Published online by Cambridge University Press:  04 February 2019

Maryam Farhang*
Millennium Institute for Research in Depression and Personality MIDAP, Pontificia Universidad Católica de Chile, Santiago, Chile
Claudia Miranda-Castillo
Millennium Institute for Research in Depression and Personality MIDAP, Pontificia Universidad Católica de Chile, Santiago, Chile
Miriam Rubio
School of Nursing, Pontificia Universidad Católica de Chile, Santiago, Chile
Guilherme Furtado
Center of Research Unit for Sport and Physical Activity (CIDAF) at Faculty of Sport Science and Physical Education, University of Coimbra, Coimbra, Portugal
Correspondence should be addressed to: Maryam Farhang, Millennium Institute for Research in Depression and Personality MIDAP, Pontificia Universidad Católica de Chile, Avda. Vicuña Mackenna 4860, Macul, Santiago, Chile. Email:



Mind-body interventions have been associated with a range of positive outcomes in older adults with mild cognitive impairment (MCI). The aim of the present study was to review the impact of different non-pharmacological programs based on mind-body intervention for older adults with MCI.


A comprehensive search method as required by the Cochrane Collaboration has been performed through the following databases: Google Scholar, Science Direct, PubMed, PsycINFO, MEDLINE, EMBASE, CINHAL, Cochrane, Ebsco. We included the studies that evaluated the impact of mind-body interventions such as mindfulness or meditation, yoga, Tai Chi and Qigong on cognitive function and everyday functionality of non-hospitalized adults aged 55 years or over with MCI.


Nine studies met the inclusion criteria. Results indicated that mind-body interventions improved cognitive function, everyday activities functioning, and mindfulness, as well as resulting in a moderate reduction in fall risk, depression and stress and lower risk of dementia at one year.
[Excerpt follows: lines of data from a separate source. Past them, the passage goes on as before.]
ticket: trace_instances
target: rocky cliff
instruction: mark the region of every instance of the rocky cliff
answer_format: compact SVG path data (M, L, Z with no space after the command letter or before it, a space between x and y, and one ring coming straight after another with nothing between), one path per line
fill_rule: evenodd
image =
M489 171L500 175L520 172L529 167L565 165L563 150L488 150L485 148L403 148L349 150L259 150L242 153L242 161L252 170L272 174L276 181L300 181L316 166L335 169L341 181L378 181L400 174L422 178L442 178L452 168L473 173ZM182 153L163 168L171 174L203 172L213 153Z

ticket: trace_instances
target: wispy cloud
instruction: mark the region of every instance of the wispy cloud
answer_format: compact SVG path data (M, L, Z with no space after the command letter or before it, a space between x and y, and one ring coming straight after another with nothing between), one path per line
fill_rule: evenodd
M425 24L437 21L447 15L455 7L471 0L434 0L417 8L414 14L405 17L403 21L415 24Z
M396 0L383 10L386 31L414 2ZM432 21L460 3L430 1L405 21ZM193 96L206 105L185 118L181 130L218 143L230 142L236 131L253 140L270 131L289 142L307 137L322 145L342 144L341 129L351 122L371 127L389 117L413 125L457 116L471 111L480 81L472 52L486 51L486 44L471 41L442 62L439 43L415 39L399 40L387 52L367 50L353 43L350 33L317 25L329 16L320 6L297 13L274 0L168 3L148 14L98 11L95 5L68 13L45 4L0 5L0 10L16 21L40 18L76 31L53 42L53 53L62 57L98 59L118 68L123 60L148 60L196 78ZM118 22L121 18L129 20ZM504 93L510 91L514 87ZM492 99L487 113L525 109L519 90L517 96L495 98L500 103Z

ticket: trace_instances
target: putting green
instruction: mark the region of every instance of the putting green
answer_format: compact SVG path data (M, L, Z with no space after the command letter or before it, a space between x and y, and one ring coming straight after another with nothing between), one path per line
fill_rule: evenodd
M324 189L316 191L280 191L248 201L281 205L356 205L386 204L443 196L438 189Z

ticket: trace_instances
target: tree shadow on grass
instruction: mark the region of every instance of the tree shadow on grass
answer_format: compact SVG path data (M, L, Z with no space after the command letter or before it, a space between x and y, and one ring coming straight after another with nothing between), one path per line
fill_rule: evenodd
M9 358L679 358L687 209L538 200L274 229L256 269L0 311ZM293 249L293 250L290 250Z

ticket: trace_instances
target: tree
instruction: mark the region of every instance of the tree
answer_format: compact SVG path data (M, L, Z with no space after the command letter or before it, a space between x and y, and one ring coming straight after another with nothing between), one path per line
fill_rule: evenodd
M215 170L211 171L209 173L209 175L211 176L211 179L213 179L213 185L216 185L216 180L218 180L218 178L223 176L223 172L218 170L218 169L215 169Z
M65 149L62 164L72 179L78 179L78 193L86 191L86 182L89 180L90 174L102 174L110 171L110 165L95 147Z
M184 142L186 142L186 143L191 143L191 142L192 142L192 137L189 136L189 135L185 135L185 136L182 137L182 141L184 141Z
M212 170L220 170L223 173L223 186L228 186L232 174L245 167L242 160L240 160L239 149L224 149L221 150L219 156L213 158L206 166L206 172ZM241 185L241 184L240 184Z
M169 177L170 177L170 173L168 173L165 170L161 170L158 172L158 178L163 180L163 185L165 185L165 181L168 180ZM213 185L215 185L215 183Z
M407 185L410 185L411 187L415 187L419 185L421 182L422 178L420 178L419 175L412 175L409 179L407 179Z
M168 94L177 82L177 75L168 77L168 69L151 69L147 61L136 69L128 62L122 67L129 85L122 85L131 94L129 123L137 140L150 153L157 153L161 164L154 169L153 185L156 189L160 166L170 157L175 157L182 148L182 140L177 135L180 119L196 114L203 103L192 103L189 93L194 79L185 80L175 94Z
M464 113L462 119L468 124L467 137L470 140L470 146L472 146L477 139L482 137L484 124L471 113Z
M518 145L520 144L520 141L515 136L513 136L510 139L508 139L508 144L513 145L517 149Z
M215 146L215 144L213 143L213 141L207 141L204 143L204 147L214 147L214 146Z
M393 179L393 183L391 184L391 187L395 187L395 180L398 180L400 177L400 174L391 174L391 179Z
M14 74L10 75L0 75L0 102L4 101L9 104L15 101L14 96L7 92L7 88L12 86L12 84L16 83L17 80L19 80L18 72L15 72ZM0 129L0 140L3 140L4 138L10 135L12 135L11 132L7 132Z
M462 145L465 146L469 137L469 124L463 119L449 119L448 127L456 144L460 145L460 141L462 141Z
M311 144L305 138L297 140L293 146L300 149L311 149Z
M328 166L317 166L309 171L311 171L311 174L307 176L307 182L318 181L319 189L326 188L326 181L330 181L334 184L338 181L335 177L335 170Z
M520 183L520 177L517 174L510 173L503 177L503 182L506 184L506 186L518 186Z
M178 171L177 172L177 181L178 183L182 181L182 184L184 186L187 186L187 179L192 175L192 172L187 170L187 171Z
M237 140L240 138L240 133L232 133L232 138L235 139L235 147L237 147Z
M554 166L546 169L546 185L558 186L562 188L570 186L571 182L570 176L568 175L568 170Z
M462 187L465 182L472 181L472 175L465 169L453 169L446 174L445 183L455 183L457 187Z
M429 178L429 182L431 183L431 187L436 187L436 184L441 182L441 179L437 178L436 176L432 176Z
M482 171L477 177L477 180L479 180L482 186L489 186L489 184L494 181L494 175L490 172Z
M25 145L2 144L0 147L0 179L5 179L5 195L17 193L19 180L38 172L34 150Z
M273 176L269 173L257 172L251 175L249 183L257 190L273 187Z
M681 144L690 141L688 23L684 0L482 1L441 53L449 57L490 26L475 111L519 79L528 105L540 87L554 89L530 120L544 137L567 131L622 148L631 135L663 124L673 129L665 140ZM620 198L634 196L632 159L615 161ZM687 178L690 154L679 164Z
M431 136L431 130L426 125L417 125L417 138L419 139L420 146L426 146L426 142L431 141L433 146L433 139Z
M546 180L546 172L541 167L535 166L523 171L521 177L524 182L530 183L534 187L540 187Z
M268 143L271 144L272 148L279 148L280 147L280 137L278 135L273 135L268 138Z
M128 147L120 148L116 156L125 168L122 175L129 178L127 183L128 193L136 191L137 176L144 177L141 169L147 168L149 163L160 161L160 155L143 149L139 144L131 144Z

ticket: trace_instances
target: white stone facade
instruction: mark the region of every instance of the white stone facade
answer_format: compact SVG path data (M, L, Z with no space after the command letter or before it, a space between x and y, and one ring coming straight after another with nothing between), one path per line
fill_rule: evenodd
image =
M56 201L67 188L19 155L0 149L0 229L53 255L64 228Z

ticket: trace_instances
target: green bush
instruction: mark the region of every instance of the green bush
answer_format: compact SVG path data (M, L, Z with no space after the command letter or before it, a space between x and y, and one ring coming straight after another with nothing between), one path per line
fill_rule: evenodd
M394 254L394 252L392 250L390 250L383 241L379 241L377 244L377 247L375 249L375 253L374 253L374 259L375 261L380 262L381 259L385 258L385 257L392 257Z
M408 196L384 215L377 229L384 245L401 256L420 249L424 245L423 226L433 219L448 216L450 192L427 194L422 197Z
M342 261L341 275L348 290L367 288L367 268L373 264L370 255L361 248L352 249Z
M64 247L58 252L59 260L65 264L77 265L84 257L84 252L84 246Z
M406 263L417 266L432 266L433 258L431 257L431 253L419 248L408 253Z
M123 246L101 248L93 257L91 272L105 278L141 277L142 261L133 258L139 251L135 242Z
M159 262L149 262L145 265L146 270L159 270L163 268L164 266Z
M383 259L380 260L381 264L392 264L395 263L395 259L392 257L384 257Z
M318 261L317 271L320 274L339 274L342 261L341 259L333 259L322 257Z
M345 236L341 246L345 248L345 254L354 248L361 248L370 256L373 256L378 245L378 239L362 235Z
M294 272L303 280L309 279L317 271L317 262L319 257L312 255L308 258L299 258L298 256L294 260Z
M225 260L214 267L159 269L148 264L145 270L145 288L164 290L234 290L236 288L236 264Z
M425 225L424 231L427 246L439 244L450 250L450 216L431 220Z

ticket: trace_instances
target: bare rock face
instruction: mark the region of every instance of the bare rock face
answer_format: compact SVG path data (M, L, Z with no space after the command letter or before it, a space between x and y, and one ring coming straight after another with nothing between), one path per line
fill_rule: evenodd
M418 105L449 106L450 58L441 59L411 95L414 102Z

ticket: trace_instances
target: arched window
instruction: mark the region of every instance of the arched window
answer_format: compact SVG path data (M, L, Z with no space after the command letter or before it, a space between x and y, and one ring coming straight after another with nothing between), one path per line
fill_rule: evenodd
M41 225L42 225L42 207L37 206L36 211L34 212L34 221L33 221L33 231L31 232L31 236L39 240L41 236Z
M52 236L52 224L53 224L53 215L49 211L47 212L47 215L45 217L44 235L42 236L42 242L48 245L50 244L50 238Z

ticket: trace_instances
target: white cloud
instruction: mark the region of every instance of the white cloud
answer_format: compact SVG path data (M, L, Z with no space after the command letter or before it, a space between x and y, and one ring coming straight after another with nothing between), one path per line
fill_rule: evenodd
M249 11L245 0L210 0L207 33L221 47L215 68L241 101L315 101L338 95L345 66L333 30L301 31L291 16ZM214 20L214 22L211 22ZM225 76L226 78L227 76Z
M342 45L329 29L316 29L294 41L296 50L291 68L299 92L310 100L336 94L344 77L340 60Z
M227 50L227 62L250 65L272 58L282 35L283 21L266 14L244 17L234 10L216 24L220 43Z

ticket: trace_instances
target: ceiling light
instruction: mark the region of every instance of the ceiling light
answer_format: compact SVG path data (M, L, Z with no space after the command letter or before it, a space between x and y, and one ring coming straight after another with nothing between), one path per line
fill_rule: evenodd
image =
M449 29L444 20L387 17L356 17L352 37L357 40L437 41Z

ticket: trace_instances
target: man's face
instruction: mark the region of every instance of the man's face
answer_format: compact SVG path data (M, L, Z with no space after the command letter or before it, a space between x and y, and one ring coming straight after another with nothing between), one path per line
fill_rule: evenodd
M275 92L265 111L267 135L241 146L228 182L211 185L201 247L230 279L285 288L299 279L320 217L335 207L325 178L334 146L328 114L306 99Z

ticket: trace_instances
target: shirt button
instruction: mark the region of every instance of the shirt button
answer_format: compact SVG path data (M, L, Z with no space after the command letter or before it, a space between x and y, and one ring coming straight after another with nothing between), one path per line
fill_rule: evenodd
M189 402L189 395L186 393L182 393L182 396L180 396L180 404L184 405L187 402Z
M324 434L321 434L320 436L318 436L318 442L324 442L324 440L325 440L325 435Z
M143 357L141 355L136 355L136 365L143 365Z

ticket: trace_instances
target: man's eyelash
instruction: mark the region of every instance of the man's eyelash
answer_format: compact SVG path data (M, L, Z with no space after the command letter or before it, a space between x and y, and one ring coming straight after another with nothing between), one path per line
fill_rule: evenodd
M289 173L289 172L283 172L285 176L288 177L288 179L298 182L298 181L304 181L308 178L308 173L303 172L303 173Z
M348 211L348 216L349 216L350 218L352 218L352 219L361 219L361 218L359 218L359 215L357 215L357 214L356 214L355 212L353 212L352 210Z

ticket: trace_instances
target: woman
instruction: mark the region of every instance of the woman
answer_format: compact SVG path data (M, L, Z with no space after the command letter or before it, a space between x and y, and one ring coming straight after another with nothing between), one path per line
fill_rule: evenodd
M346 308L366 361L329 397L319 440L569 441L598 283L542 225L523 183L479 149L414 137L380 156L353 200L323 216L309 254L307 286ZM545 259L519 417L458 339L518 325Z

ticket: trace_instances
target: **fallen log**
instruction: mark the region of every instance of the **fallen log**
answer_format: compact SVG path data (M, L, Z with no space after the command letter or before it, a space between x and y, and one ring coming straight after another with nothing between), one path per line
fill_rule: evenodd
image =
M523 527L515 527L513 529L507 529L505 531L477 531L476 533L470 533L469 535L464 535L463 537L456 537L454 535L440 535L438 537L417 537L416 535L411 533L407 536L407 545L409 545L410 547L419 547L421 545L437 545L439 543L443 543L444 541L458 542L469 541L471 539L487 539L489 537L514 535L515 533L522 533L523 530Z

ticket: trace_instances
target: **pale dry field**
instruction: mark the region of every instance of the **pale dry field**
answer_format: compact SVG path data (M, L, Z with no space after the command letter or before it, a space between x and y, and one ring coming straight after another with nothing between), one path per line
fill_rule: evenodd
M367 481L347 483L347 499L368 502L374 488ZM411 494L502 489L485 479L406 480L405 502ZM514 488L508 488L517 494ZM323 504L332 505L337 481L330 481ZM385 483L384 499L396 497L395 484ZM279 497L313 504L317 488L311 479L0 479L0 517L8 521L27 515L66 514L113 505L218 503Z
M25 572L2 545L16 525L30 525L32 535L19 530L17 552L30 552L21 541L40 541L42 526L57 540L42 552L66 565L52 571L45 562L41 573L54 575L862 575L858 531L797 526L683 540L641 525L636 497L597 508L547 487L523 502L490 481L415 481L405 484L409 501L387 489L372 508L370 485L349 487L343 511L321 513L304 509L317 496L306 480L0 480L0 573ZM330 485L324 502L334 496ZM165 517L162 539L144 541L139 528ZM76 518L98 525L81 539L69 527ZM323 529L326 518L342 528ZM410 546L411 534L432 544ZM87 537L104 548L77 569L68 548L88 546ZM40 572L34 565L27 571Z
Several mind-body interventions focused broadly on mindfulness, yoga and Tai Chi training have been studied. This review shows that mind-body interventions improved cognitive function and everyday activities functioning, memory, resilience and mindfulness in older adults with MCI. However, the conclusions faced limitations, such as small sample size, heterogeneity of outcome measures, lack of an active control group and absence of long-term follow up. Further high-quality evidence is needed in order to determine whether mind-body interventions are cost-effective for improving cognitive decline in older adults with MCI and for delaying the rapid progression from MCI to Alzheimer or other types of dementia.